Last updated on: October 29, 2019 09:39 IST

In the first visit by a foreign delegation to Kashmir after the abrogation of Article 370, a group of 27 European lawmakers will travel there on Tuesday, a major diplomatic outreach by the government to counter Pakistan's narrative on the situation in the valley and to give them a 'clear view' of India's development and governance priorities.

Ahead of their two-day Kashmir visit, these Members of European Parliamentarians (MEPs) also met Prime Minister Narendra Modi, who categorically told them that an urgent action was needed against those supporting and sponsoring terrorism and asserted that there should be zero tolerance for terrorism.

The visit will provide them with a better understanding of the cultural and religious diversity of the regions of Jammu, Kashmir and Ladakh, Modi said and hoped that it will also give them a 'clear view' of the development and governance priorities in the region, according to an official release.

National Security Advisor Ajit Doval on Monday briefed these MEPs on cross-border terrorism emanating from Pakistan, constitutional changes made in the status of Jammu and Kashmir with the revocation of Article 370 and the situation in the Valley.

 

After the briefing, Doval hosted a lunch for the European lawmakers.

Those present also included some Kashmiri leaders, including former deputy chief minister of J&K Muzaffar Baig, former People's Democratic Party leader Altaf Bukhari, some newly-elected Block Development Council (BDC) members in the state as also Sandeep Chattoo, co-owner of Real Kashmir Football Club.

owever, the initiative was strongly criticised by opposition parties with the Congress attacking the government, saying while it is allowing MEPs to visit J&K but preventing Indian leaders from doing so which was an insult to India's democracy and 'ultimate disrespect' to its sovereignty.

Former chief minister Mehbooba Mufti, who is in detention, tweeted, 'Hope they get a chance to speak to the people, local media, doctors and civil society members.

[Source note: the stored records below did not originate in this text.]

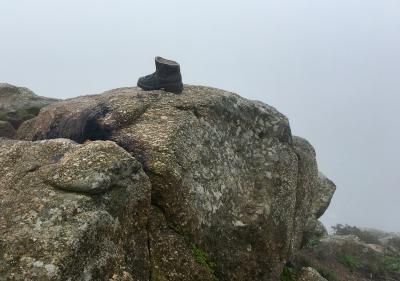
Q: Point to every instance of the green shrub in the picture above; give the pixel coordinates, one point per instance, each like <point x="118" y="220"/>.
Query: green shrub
<point x="328" y="274"/>
<point x="287" y="274"/>
<point x="350" y="261"/>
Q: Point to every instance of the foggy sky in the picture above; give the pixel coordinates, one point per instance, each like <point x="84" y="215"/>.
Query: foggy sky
<point x="332" y="67"/>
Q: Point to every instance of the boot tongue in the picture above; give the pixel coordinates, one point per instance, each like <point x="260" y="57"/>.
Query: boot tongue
<point x="165" y="70"/>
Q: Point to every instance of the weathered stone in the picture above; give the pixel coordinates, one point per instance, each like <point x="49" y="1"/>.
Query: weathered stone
<point x="50" y="234"/>
<point x="6" y="130"/>
<point x="18" y="104"/>
<point x="173" y="256"/>
<point x="326" y="189"/>
<point x="306" y="191"/>
<point x="226" y="175"/>
<point x="94" y="168"/>
<point x="26" y="130"/>
<point x="310" y="274"/>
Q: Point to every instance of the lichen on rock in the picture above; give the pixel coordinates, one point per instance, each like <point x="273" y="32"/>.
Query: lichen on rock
<point x="226" y="175"/>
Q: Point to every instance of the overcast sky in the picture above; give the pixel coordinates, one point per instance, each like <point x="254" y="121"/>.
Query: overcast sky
<point x="333" y="67"/>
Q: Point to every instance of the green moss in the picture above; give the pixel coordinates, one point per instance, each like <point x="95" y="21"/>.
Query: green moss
<point x="314" y="242"/>
<point x="202" y="259"/>
<point x="287" y="274"/>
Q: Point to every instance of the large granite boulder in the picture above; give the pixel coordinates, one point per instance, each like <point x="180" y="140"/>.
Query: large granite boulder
<point x="6" y="130"/>
<point x="18" y="104"/>
<point x="47" y="233"/>
<point x="310" y="274"/>
<point x="231" y="190"/>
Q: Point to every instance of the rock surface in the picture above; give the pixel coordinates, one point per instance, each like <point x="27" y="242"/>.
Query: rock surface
<point x="18" y="104"/>
<point x="310" y="274"/>
<point x="6" y="130"/>
<point x="231" y="189"/>
<point x="49" y="234"/>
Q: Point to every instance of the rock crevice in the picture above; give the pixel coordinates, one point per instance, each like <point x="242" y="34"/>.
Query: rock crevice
<point x="204" y="178"/>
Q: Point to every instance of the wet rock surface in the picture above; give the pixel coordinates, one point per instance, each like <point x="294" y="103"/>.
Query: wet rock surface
<point x="6" y="130"/>
<point x="49" y="234"/>
<point x="310" y="274"/>
<point x="231" y="189"/>
<point x="18" y="104"/>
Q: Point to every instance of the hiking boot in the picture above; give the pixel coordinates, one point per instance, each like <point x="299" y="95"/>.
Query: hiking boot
<point x="167" y="77"/>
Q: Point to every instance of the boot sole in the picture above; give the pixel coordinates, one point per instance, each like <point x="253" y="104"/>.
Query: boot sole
<point x="172" y="88"/>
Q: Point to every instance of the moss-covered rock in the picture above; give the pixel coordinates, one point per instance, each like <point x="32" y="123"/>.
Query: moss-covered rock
<point x="18" y="104"/>
<point x="226" y="175"/>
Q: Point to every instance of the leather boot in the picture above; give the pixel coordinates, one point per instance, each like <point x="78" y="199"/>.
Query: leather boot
<point x="167" y="77"/>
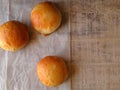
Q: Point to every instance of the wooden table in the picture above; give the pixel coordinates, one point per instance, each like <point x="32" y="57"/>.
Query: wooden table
<point x="93" y="34"/>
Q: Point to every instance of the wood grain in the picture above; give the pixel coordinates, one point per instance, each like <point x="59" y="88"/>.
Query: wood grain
<point x="95" y="44"/>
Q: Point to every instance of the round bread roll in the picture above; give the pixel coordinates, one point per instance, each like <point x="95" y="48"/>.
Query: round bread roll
<point x="52" y="71"/>
<point x="45" y="18"/>
<point x="13" y="35"/>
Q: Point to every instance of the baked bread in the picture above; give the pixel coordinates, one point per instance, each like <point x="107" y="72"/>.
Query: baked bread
<point x="52" y="71"/>
<point x="45" y="18"/>
<point x="13" y="35"/>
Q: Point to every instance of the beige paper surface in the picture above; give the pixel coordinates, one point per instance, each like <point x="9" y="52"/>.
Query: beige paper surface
<point x="95" y="27"/>
<point x="93" y="46"/>
<point x="18" y="69"/>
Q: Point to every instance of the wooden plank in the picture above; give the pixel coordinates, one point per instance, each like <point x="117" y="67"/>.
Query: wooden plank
<point x="95" y="44"/>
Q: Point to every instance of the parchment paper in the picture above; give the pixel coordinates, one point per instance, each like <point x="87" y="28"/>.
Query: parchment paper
<point x="18" y="69"/>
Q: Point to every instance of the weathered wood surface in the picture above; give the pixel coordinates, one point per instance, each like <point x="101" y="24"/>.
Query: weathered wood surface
<point x="95" y="44"/>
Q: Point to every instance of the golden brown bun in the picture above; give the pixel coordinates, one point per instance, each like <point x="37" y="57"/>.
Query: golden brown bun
<point x="52" y="71"/>
<point x="13" y="35"/>
<point x="45" y="18"/>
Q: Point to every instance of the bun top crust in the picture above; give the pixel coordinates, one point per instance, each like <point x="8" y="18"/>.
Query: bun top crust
<point x="13" y="35"/>
<point x="52" y="71"/>
<point x="45" y="18"/>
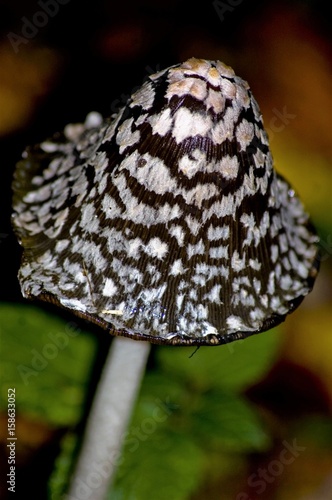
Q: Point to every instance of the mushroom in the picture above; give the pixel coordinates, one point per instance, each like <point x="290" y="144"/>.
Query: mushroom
<point x="166" y="223"/>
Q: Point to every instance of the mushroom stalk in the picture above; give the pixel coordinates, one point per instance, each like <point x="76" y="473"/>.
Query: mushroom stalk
<point x="111" y="410"/>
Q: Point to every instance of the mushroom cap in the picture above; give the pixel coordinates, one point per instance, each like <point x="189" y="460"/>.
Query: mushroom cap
<point x="166" y="222"/>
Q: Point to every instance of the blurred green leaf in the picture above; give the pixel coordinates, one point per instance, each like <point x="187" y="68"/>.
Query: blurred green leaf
<point x="170" y="466"/>
<point x="58" y="481"/>
<point x="235" y="366"/>
<point x="228" y="422"/>
<point x="47" y="360"/>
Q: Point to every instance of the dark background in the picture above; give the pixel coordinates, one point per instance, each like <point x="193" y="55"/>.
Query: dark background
<point x="91" y="55"/>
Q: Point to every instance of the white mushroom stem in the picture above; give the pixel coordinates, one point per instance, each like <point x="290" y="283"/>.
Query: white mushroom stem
<point x="107" y="423"/>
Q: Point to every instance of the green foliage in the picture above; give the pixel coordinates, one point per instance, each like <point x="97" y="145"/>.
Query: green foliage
<point x="47" y="360"/>
<point x="235" y="366"/>
<point x="191" y="418"/>
<point x="191" y="409"/>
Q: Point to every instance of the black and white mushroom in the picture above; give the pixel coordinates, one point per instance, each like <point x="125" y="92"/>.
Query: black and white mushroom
<point x="166" y="223"/>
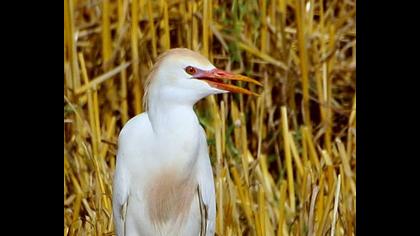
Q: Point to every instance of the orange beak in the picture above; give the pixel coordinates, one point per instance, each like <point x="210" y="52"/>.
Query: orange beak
<point x="216" y="76"/>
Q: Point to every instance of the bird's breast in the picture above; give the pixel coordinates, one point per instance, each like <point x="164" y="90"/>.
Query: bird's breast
<point x="169" y="196"/>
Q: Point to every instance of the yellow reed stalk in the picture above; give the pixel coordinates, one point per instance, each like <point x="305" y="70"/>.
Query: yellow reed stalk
<point x="152" y="28"/>
<point x="300" y="20"/>
<point x="285" y="128"/>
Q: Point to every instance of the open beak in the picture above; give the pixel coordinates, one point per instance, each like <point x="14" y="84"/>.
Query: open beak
<point x="216" y="76"/>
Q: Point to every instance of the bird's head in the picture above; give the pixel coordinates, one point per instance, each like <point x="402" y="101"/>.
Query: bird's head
<point x="184" y="76"/>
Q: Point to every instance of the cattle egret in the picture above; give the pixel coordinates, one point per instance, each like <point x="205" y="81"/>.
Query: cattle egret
<point x="163" y="182"/>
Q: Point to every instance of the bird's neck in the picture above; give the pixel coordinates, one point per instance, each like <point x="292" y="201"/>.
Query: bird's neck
<point x="170" y="118"/>
<point x="177" y="132"/>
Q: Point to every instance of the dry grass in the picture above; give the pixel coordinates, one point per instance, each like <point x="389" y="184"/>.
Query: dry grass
<point x="284" y="162"/>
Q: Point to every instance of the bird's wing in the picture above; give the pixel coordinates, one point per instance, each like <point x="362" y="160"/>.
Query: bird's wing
<point x="207" y="197"/>
<point x="120" y="197"/>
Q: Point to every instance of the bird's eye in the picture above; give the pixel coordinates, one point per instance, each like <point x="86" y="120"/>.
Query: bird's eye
<point x="190" y="70"/>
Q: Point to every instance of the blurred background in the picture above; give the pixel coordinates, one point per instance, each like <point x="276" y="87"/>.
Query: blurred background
<point x="284" y="162"/>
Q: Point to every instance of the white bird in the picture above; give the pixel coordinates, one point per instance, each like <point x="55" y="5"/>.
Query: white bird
<point x="163" y="182"/>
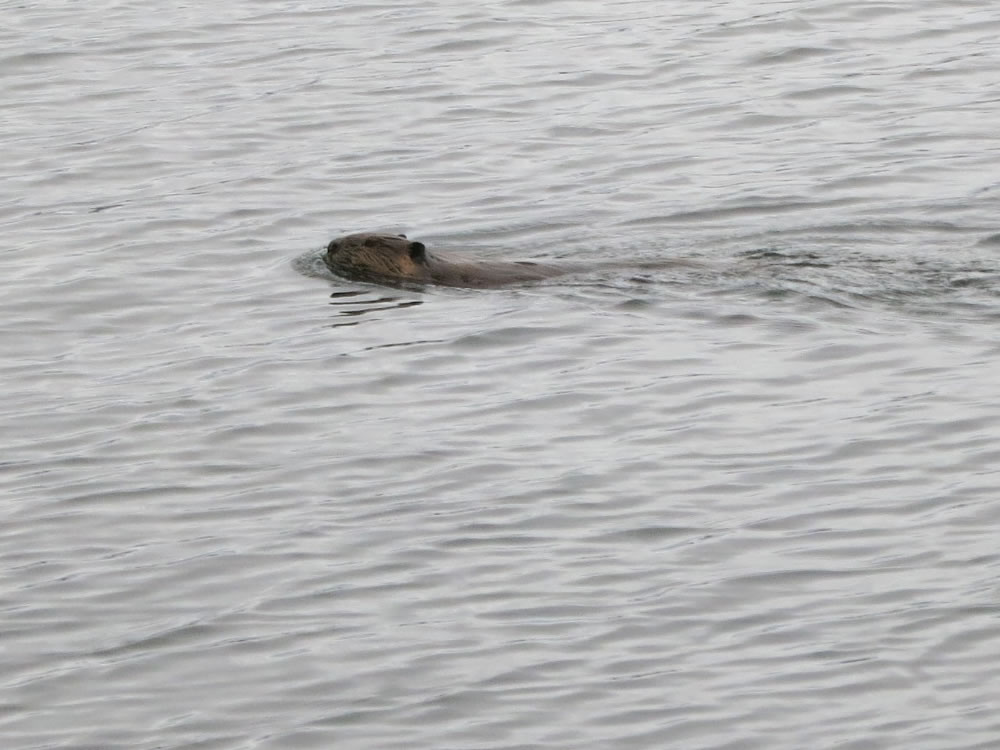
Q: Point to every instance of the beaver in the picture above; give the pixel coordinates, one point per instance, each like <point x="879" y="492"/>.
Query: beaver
<point x="394" y="260"/>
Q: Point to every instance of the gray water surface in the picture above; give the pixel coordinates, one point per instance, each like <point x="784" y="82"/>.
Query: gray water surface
<point x="749" y="501"/>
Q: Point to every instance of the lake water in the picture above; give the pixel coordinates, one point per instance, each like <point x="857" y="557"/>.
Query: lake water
<point x="749" y="501"/>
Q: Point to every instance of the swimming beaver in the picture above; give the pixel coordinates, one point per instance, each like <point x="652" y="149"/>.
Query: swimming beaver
<point x="393" y="259"/>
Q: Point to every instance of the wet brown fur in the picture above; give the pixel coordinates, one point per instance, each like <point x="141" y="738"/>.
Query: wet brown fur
<point x="395" y="260"/>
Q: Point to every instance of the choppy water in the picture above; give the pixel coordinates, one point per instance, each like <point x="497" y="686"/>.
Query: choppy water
<point x="749" y="503"/>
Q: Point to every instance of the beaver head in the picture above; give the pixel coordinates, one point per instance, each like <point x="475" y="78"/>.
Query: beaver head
<point x="378" y="257"/>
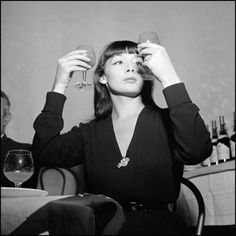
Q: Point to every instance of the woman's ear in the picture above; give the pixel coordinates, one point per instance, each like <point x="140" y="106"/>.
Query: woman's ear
<point x="103" y="80"/>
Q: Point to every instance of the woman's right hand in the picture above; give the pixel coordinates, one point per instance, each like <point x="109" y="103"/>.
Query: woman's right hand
<point x="66" y="66"/>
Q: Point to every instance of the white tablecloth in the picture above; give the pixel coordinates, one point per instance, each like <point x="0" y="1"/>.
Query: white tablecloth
<point x="217" y="186"/>
<point x="12" y="216"/>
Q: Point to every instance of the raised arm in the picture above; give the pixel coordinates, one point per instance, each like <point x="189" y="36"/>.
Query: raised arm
<point x="49" y="146"/>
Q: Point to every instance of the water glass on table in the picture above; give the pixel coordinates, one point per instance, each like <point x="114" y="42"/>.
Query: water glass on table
<point x="18" y="166"/>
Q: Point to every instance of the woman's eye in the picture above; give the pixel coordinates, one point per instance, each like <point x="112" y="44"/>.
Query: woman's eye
<point x="117" y="62"/>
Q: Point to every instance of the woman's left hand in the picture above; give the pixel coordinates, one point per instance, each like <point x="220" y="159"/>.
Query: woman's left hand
<point x="157" y="60"/>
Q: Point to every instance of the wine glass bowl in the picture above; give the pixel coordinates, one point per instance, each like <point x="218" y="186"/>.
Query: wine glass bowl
<point x="18" y="166"/>
<point x="90" y="53"/>
<point x="151" y="37"/>
<point x="148" y="36"/>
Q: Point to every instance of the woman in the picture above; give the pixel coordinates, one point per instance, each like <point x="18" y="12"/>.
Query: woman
<point x="133" y="151"/>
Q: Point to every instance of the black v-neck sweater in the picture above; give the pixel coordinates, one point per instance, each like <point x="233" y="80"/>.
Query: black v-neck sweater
<point x="163" y="140"/>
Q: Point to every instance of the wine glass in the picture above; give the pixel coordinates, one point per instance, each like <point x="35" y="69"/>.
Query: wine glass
<point x="148" y="37"/>
<point x="90" y="53"/>
<point x="18" y="166"/>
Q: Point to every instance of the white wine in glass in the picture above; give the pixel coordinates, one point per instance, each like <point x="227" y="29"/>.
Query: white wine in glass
<point x="18" y="166"/>
<point x="90" y="53"/>
<point x="148" y="37"/>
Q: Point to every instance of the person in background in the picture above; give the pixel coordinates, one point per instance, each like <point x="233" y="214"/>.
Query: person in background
<point x="8" y="144"/>
<point x="133" y="150"/>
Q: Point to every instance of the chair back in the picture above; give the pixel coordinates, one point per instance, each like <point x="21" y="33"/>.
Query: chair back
<point x="198" y="228"/>
<point x="58" y="181"/>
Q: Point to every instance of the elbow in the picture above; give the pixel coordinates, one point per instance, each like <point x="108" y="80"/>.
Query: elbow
<point x="197" y="153"/>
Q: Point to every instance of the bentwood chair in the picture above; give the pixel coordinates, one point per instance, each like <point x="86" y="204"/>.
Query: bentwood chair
<point x="198" y="229"/>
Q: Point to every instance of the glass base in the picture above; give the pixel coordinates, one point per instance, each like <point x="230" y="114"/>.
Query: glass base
<point x="83" y="85"/>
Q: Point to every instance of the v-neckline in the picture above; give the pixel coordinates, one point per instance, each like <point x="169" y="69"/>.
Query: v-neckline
<point x="132" y="138"/>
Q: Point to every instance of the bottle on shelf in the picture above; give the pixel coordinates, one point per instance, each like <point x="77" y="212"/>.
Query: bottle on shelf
<point x="232" y="140"/>
<point x="214" y="138"/>
<point x="223" y="145"/>
<point x="207" y="161"/>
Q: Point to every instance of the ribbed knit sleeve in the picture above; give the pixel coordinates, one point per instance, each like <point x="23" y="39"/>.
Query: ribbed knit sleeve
<point x="193" y="143"/>
<point x="49" y="146"/>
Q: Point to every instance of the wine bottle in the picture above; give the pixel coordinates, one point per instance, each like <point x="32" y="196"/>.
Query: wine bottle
<point x="232" y="140"/>
<point x="207" y="161"/>
<point x="214" y="138"/>
<point x="223" y="145"/>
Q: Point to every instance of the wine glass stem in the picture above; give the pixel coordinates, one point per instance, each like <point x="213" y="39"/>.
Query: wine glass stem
<point x="17" y="185"/>
<point x="84" y="74"/>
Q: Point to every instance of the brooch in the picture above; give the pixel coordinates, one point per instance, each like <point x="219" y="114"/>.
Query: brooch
<point x="123" y="162"/>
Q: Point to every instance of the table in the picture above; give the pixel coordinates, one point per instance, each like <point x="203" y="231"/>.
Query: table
<point x="19" y="213"/>
<point x="217" y="186"/>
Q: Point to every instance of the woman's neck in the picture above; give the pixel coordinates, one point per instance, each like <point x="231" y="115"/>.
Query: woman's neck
<point x="125" y="107"/>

The iron curtain between Kashmir & the world needs to be lifted and GOI must be held accountable for pushing J&K into turmoil' while questioning Centre's decision not to allow United States senators.

Tweeting on behalf of Mehbooba Mufti, her family said, 'Won't be surprised if GOIs indulging in normalcy acrobatics again & orchestrating 'normalcy' certificates.'

Criticising the outreach, Bharatiya Janata Party MP Subramanian Swamy tweeted, 'I am surprised that the MEA has arranged for European Union MPs, in their private capacity (not EU's official delegation), to visit Kashmir area of J&K. This is a perversion of our national policy. I urge the government cancel this visit because it is immoral.'

This is the first visit by a foreign delegation to the valley after the government abrogated Article 370 in August and comes barely weeks after the European Parliament plenary debate on the situation in Kashmir, during which High Representative/Vice-President expressed concern over the situation there.

"We remain concerned about the situation on the ground, with its restrictions on fundamental freedoms. It is crucial that freedom of movement and means of communication are fully restored as well as access to all essential services.

"The High Representative conveyed these concerns to the Indian Minister for External Affairs Subrahmanyam Jaishankar, during their meeting in Brussels on 30 August,"said Tytti Tuppurainen, Finnish Minister for European Affairs on behalf of High Representative/Vice-President Federica Mogherini on September 18.

However, officials in New Delhi feel the visit will provide an opportunity to these lawmakers to 'see things for themselves' instead of falling prey to Pakistan's 'false narrative'.

As per sources, the delegation will meet J&K administration officials and locals in the valley. During the two-day visit, they are also likely to call on the Governor and interact with the media.

The delegation includes Italy's Fulvio Martusciello, UK's David Richard Bull, Italy's Gianna Gancia, France's Julie Lechanteux, Czech Republic's Tomas Zdechovsky, Slovakia's Peter Pollak and Germany's Nicolas Fest.

"It (abrogation of Article 370) is India's internal matter as Kashmir is its part. It is the prerogative of Indian government to take internal decisions. We are with India on this," Zdechovsky told PTI.

In his article in the European Parliament's monthly newspaper last month, Zdechovsky said the abrogation of Article 370 will help in rooting out several terrorist organisations operating in Kashmir.

"Following the article I received many hate mails from Pakistan," he said.

Advocating an approach of dialogue, Pollak said, "Both India and Pakistan should talk to avoid escalation in the region."

Another lawmaker said the briefing by Doval was very 'informative' and gave a perspective on the entire issue.

Congress spokesperson Anand Sharma said the party would raise issue in Parliament as, he added, the government decision violates the collective privileges of Indian MPs.

Inviting EU lawmakers to JK is the "ultimate disrespect" to Indian Parliament's sovereignty, Sharma added.

His party colleague Jairam Ramesh tweeted, 'When Indian political leaders have been prevented from meeting the people of J&K, what possessed the great chest-beating champion of nationalism to allow European politicians to visit J&K. This is an outright insult to India's own Parliament and our democracy.'

The visit is also expected to take some heat off the government, which is being criticised by some foreign leaders, including certain US lawmakers, for imposition of restrictions in the valley as well as not for allowing international organisations to travel there.

Last week, a US Congressional panel questioned state department officials on the situation in Kashmir with some lawmakers expressing concern over the situation.

As many as six US lawmakers -- David Cicilline, Dina Titus, Andy Levin, Susan Wild, Chrissy Houlahan, and James McGovern -- also wrote a letter to Indian Ambassador to the US Harsh Vardhan Shringla, claiming that the picture portrayed by India in the valley is different from the one being told to them by their constituents.

'We believe true transparency can only be achieved when journalists and members of Congress are allowed free access to the region. We encourage India to open Jammu and Kashmir to both domestic and foreign journalists, and other international visitors, in the interest of open media and increased communication,' they said in the letter.